Painful
If you walk from the Vrieshof towards the university library, you will see a fire assembly sign around the corner. A fire assembly point is the designated safe place to gather when an evacuation is taking place.
‘Painful’ is the word used by a university lecturer of sign language studies during a conversation I had with her. She told me how her colleagues were forgotten during a fire drill. That word has stayed with me. I thought back to what the lecturer had said as I walked past the assembly point sign at my faculty. The sign depicts a group of people. The contrast between a group of hearing people safely outside with one or more deaf people inside is indeed a painful contrast.

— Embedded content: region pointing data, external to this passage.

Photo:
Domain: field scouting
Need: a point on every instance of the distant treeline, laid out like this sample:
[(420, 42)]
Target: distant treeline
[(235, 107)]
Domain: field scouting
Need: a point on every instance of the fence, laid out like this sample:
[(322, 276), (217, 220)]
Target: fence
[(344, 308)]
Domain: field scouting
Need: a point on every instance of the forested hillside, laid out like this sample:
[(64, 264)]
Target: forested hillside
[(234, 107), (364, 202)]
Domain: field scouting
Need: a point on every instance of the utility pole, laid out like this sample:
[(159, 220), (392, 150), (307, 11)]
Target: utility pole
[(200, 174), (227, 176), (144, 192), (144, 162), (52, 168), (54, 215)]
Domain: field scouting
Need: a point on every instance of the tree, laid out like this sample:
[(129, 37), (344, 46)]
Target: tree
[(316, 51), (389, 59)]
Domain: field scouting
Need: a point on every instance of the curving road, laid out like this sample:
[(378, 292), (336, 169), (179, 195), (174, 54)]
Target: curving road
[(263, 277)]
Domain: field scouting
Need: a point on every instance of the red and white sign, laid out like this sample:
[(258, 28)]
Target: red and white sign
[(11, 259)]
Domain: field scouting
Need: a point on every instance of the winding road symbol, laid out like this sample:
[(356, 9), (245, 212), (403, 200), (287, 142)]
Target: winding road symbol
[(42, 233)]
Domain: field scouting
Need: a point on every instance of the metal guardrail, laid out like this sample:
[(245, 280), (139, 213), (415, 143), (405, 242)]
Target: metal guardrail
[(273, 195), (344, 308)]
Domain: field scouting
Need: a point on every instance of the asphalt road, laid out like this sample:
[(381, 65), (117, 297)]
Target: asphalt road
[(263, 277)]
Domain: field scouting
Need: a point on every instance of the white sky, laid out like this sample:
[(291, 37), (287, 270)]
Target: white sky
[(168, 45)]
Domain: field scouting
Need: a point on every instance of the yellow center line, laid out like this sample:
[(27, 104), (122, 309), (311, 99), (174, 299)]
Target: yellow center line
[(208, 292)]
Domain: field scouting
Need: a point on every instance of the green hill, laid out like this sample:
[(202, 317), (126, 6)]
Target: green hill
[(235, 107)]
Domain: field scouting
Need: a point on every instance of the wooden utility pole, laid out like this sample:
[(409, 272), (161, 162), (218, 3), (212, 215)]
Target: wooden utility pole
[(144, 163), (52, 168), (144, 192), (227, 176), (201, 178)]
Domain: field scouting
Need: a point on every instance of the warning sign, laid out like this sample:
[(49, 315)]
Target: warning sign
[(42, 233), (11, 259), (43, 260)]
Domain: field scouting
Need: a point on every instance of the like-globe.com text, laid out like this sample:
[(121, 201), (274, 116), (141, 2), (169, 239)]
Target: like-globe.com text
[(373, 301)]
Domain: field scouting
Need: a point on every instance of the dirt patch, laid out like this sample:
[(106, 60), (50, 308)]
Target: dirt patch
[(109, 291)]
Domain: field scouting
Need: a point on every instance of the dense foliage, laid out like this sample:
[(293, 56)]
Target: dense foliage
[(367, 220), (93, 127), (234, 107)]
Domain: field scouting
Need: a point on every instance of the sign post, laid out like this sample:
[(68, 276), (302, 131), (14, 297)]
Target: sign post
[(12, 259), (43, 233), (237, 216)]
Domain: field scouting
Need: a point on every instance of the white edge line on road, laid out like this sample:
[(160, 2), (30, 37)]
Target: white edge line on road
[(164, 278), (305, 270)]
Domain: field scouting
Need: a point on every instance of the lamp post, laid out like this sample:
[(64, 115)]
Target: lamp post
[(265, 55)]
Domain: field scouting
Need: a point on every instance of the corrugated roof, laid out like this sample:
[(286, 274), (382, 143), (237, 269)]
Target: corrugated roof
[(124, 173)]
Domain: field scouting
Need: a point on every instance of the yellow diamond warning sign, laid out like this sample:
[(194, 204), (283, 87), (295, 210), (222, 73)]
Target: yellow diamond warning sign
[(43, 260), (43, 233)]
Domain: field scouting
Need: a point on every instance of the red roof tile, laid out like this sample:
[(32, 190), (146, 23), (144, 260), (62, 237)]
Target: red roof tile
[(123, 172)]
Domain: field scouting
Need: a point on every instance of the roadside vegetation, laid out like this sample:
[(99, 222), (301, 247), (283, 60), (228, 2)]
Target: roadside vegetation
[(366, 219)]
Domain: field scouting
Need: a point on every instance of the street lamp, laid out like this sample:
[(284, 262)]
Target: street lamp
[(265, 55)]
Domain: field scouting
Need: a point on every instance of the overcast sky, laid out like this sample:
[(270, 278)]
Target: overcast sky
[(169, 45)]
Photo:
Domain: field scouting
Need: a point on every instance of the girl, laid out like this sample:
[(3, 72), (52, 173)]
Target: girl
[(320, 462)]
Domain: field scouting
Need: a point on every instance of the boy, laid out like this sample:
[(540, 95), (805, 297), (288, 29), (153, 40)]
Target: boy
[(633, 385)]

Additionally, the sign illustrates the gap that arises between a deaf person and their hearing peers who do not have to worry about not being able to hear a fire alarm. That gap does not need to be there: as previously mentioned, a visual fire alarm works for both deaf and hearing people. Now that’s a good example of inclusivity! Furthermore, by carrying out a curb-effect solution, those involved no longer become those responsible. By giving a deaf person a sticker or requiring them to report daily that they are in the building and that they are deaf, the responsibility is placed too heavily on the person whose task this should never have been in the first place. This only widens the gap. Safety is a basic right that should be there for everyone. Everyone ought to be allowed to be one of the people on the assembly sign’s icon.